Industry is not a static pie. New industries are emerging all the time (humanoid robotics being a recent example). It is neither necessary nor possible for China to monopolize every industry and indeed China has been and will continue to give ground on low technology manufacturing like textiles and cheap toys. While gaining in high technology industries.We joke about the 'but at what cost' but it literally is the cost of European deindustrialization which is why, as much as Chinese companies/technologies are increasingly competitive, the political consequence is simply not tolerable for any politician in Western Europe.
Which is why domestic demand (especially services demand) has to be the next leg of the growth (along with a moderate and acceptable amount of positive price at say 1-2% GDP deflator which will help nominal gdp even though not do anything for real gdp). The other thing is China can easily win more share on 'service' exports - like inbound travel into China - something that is virtually impossible for Western politicians to 'sanction' or 'be protectionist' against (like are they going to ban tourism to China? Lol)
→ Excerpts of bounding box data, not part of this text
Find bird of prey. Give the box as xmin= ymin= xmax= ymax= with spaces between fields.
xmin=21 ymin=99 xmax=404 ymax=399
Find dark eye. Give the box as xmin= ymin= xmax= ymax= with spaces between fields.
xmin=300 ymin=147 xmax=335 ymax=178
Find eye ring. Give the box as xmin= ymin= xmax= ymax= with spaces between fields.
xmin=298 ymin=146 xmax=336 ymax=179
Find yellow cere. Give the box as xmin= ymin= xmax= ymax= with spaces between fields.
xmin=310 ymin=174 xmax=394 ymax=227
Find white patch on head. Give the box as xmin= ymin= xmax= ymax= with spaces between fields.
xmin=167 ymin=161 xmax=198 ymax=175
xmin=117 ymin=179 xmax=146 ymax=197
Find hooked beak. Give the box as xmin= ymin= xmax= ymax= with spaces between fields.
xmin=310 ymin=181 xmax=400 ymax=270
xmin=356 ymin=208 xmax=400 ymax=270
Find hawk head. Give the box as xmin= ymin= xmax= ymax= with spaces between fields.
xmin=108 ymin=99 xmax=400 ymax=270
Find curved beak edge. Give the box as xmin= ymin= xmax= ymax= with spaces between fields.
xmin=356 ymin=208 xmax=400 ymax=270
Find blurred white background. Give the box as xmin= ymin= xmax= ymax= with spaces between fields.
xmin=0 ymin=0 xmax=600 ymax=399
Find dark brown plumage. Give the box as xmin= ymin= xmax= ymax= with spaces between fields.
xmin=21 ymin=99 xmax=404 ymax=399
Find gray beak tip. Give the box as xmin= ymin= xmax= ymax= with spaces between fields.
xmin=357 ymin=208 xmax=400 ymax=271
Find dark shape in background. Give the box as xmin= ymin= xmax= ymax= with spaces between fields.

Under cutting the West, Japan, South Korea, etc. is inevitable as they historically dominated high end industries. But it’s not a zero sum game. China can and should be more innovative in pioneering new industries instead of simply seeking to fast follow & monopolize existing ones. Create demand where none existed before - like Elon Musk did with EVs & Star Link. From these new industries will emerge new opportunities that lift global productivity as a whole.
That’s the key to dominating the 4th Industrial Revolution without de-industrializing everyone else (not that China should care too much about it, but it’s not a given that you have to shift towards services). Humanity is capable of so much more than they are currently doing - where are the flying cars & when do we start mining space?